A recession is better than stagflation.
And United States is in either recession or stagflation, but regardless of that. What does that have to do with the Fed making a "tough" or "easy" decision? Regardless of whether the interest rates were raised by 0.25% or 0.5% or a full percentage, the Fed is continuing to keep rates high. It is actively monitoring the situation and try to make the best decisions it can, regardless of how it looks politically.

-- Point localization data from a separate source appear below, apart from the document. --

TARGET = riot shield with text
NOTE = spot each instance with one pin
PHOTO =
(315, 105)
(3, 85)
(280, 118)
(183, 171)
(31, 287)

It is about the Fed's credibility on the line. Late 70s and early 80s is a very painful period for regular Americans. The Fed fought hard to tame the inflation and reestablish its credibility. A recession won't cripple the Fed's credibility but a resurgence of inflation next year would have dampened the Fed. Remember that for the last few recessions, it is the Fed and its softness that make the bubble bigger and more the popping of the bubble more painful.
The 70s and 80s were a painful period
because Volcker raised rates so aggressively. Stagflation is mis-represented because most people haven't studied its history and/or they didn't live through it. To be fair, neither have I.
But, in terms of the economic pain, stagflation is particularly feared because Volcker had to induce a deep recession to end high inflation. He cut a limb to save the body. Today, United States is facing a different problem. Unemployment isn't high, it's actually extremely low with very high labor demand. Inflation is high, but has significantly come down over the last 3-6 months.
Deflating bubbles doesn't mean "popping" them, and while the world and pundits have been mocking Fed's stated goal of a "soft landing", the Fed has actually been working hard and succeeding at achieving just that.